現況届の提出が2年間ない場合、時効により受給資格がなくなります。また、前年が所得制限を超えていたため手当の支給がなかった方も、資格継続のために提出が必要です。
一部支給停止適用除外事由届
平成20年4月から、児童扶養手当の一部支給停止措置が実施されています。
平成14年の母子及び寡婦福祉法等の改正により、母子家庭対策については、従来の「児童扶養手当中心の経済的支援」から「就業・自立に向けた総合的な支援」への転換が図られ、その一環として児童扶養手当については、離婚時における生活の激変を緩和するための給付へと位置付けが見直されました。
これにより受給期間が5年等を越える受給資格者の中で、就業意欲が見られない場合に、支給額の最大2分の1を支給停止にすることにより、ひとり親家庭等の自立を促すことを目的とする措置です。
対象者
- 支給開始月の初日から起算して5年を経過する人
- 支給要件に該当するに至った月の初日から起算して7年を経過する人
※ただし、手当の認定請求(額改定請求を含みます)をした日において3歳未満の児童がいる倍は、児童が3歳になった日から5年経過したときの翌月から減額の対象となります。
児童扶養手当を受給されている方へ
手当を受給中に申請内容の変更や資格の喪失または減額などのようなことがありましたら、速やかにお届けください。
- 受給資格がなくなったとき(資格喪失届)
・上記「支給対象」の「注意」を参考にしてください - 手当の支給対象となる児童の数が増減するとき(手当額改定請求書・額改定届)
・出生等で監護する児童が増えたとき
・施設等に入所している児童を引き取ったとき、または児童が入所したとき等 - あなたや対象児童の氏名が変更したとき(氏名変更届・支払金融機関変更届)

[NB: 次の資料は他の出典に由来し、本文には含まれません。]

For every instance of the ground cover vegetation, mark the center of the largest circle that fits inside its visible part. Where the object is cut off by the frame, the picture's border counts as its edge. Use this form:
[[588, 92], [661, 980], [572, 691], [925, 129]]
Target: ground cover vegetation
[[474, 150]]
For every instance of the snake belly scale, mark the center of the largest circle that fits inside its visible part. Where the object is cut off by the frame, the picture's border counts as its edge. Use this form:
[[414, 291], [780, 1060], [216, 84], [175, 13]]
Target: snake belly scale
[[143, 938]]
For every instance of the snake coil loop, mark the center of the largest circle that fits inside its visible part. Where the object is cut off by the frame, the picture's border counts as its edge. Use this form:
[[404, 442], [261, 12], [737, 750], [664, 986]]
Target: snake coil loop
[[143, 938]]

- 住民登録上または実態上の住所を変更したとき(住所変更届)
・市外に転出される場合は、転出先の自治体にて手当が支給されます。 - あなたが所得の高い扶養義務者と同居又は別居したとき(支給停止関係届)
・手続きをされない場合、手当の過払いが発生し返還していただく場合があります。 - あなたやあなたの扶養義務者の所得が変更(更正)されたとき(支給停止関係届)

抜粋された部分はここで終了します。